Было недалеко до вечера. Тревоги предыдущей бессонной ночи утомили взволнованный дух. Мне мерещилось близкое будущее: роковой безвременный конец, сраженные горем отец и мать и отношение к моей судьбе Пашуты. Тяжелые, мрачные мысли роились в душе. Вот получается в родном доме мое письмо, а вот и приказ по флоту: исключается из списков убитый мичман такой-то. Я не мог вздремнуть, встал и присел писать прощальное обращение к своей изменнице. С этою исповедью на груди я решил идти на барьер.
Много ли прошло времени, не упомню. Над одной строкой я задумался. Пашута, как живая, представилась моим мысленным взорам. Вот она девочкой, быстроглазая, стриженая, резвая, как перепелка, встречи в Горках в вешние цветные дни, беготня по пахучему саду, прятки у гротов, катанья в лодке, качели у пруда. Затем переписка, бабушкины запугивания влюбленным, трубящим в рог, отставным юнкером, пересылка поклонов, стихов. А вот она в Петербурге, уж матушка сестрица, Прасковья Львовна, хотя для меня все та же Пашута. Урок танцев, уморительный старчик, учитель со скрипочкой, мать в пудромантеле за клавесинами, пение романсов, чтение Ричардсона, Дидерота, Де-Фо, прогулки пешком и в санях на буреньком, беседы вдвоем. И так близко было счастье. И все улетело, как сон. "Вы меня предали, продали, и кому же? Знаете ли вы, что за личность, на искательства которой вы поддались? Вы для него - минутная забава, одна из прихотей праздного, пустого, избалованного верхохвата. Отчего вы не сказали мне ранее и откровенно? Зачем безжалостно разбили любящее сердце? Говорят о какой-то случайности, роковом недоразумении. Нет, вы недаром о нем говорили, интересовались им. Наконец... письма... Да, я узнал, вы их получали, а о них мне ни слова. Но, знайте, никогда и ни в каких обстоятельствах..."
В дверь постучались.
"Секунданты,- подумал я, подписав и вложив в готовый пакет неконченное письмо к Пашуте,- что ж, други честные, сторонние, идемте, готов". Я опустил письмо в карман и отпер дверь.

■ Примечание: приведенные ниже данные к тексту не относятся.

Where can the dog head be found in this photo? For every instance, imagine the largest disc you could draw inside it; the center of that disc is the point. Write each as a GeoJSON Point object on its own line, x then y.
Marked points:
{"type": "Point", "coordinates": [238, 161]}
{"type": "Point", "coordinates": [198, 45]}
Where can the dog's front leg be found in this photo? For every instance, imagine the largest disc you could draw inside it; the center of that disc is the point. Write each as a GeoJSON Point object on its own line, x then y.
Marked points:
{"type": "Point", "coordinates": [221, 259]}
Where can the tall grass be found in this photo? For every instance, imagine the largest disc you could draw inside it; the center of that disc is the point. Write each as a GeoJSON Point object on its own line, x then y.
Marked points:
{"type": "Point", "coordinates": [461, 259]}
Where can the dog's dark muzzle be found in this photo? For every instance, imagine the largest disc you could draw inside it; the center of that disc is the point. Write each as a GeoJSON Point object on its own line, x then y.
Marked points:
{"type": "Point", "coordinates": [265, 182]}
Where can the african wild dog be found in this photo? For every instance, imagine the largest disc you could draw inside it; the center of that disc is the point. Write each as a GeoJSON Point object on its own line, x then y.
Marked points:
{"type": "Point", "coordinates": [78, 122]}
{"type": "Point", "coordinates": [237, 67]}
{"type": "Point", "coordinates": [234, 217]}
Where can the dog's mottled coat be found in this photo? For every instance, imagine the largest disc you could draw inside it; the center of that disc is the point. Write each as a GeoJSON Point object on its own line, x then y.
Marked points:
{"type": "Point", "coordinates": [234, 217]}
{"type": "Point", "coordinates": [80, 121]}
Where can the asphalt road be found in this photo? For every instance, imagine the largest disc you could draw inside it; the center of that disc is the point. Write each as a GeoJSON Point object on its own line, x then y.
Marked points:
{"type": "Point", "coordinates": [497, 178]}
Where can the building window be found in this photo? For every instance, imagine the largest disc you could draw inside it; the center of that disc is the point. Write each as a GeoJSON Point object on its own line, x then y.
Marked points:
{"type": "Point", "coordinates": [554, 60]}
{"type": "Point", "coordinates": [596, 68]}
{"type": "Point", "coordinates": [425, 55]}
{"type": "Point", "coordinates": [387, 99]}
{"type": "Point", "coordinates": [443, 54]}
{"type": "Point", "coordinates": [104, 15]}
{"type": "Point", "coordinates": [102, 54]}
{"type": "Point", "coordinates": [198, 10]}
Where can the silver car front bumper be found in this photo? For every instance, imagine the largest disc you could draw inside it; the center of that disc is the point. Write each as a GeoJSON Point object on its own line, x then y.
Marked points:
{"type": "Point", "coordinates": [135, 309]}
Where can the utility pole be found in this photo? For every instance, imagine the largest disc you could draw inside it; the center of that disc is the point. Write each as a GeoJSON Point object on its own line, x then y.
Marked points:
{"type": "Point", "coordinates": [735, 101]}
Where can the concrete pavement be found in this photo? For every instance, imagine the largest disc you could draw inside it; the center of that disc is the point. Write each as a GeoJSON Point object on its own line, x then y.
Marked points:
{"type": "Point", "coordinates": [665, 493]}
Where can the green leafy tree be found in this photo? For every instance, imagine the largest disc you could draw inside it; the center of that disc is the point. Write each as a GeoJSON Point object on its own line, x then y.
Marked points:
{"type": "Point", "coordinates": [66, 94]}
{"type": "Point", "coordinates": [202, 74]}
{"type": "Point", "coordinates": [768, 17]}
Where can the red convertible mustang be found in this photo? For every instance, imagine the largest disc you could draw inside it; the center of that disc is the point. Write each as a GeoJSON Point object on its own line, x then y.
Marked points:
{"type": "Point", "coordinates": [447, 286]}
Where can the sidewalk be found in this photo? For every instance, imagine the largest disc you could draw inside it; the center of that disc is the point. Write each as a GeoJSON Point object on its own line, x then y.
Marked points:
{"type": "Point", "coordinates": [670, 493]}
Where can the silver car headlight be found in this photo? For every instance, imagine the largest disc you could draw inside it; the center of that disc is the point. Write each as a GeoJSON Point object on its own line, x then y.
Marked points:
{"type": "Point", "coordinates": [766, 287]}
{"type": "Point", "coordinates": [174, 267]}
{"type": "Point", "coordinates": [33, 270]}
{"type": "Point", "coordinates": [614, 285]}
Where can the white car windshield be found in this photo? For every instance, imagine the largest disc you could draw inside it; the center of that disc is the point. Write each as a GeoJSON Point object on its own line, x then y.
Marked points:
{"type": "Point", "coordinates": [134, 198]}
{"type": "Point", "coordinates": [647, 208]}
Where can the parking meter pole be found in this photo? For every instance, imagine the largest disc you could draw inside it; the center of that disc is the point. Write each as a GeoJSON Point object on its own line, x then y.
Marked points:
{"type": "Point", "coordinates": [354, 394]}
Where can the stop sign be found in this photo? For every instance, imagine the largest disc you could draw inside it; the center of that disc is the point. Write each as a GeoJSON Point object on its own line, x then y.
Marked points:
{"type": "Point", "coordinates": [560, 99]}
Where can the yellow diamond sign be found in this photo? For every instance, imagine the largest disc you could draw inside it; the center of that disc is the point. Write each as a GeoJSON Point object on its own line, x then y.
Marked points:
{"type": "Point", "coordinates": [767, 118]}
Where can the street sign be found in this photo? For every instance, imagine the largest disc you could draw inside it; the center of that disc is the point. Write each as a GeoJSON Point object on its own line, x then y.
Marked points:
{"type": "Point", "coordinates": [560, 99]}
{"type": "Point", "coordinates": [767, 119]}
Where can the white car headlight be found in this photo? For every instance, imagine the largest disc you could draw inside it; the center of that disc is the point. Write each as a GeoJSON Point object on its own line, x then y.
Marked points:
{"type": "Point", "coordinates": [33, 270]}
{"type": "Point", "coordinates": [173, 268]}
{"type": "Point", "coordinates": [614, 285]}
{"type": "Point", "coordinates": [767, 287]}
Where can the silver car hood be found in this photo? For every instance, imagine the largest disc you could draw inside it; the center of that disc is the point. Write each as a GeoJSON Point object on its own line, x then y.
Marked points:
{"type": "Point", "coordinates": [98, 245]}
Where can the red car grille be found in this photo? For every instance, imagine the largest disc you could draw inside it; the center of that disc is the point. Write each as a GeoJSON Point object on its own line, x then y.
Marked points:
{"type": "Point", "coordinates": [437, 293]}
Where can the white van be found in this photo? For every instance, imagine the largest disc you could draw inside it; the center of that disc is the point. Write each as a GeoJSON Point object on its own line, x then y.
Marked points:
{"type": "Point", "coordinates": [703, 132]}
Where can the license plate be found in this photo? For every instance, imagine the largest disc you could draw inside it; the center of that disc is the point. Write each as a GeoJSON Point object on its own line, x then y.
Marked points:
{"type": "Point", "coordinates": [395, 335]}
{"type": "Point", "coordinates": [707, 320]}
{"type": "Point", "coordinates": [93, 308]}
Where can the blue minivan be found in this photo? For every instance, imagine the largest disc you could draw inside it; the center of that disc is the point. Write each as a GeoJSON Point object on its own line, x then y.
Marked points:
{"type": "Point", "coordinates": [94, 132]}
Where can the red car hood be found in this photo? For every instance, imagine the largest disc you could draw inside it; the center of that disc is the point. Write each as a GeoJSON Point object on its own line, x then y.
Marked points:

Вместо бравых, возвышенных духом артиллеристов на пороге из присенков вывернул невзрачный, коротконогий, одутловатый и решительный видом, пожилой полицейский поручик. Крупные губы, нос пуговкой и маленькие, сторожкие недобрые глаза.
- Не вы ли мичман Бехтеев? - спросил он, придерживая шпажонку и оглядывая внимательно горницу и меня.
- Так точно.
- Извольте ж, государь мой, за мной в секунду следовать.
- Куда?
Вместо ответа он подал мне с внушительным видом запечатанный большою печатью пакет. Я вскрыл его, пробежал бумагу. То было требование о "неуклонной и беспродлительной, в чем буду", явке моей к лицу, имя которого было всем хорошо ведомо.
Меня как варом обдало, потом бросило в неудержную, внутреннюю дрожь. Я хотел было распорядиться, дать знать хозяйке, позвать слугу; но полицейский поручик ершом и стойко воспротивился.
- Что вы, сударь! - сказал он, скривя рот каким-то наглым, преподлым манером.- Какие тут распорядки! В момент в терцию-с повелено... Не на пляс, не на маскарадную вечеринку зовут ваше благородие, а к самому его высокопревосходительству Степану Ивановичу, господину Шешковскому.
Я понял - возврата и послабления не было и быть не могло. Я взглянул в окно. На улице нас уже дожидала городская, извозчичья, крытая коляска. Я защелкнул дверь на ключ, и мы отправились. В коридоре я встретил растерянного постояльского слугу; с ключом я успел ему передать для отправки на почту и заготовленное письмо. Мы поехали.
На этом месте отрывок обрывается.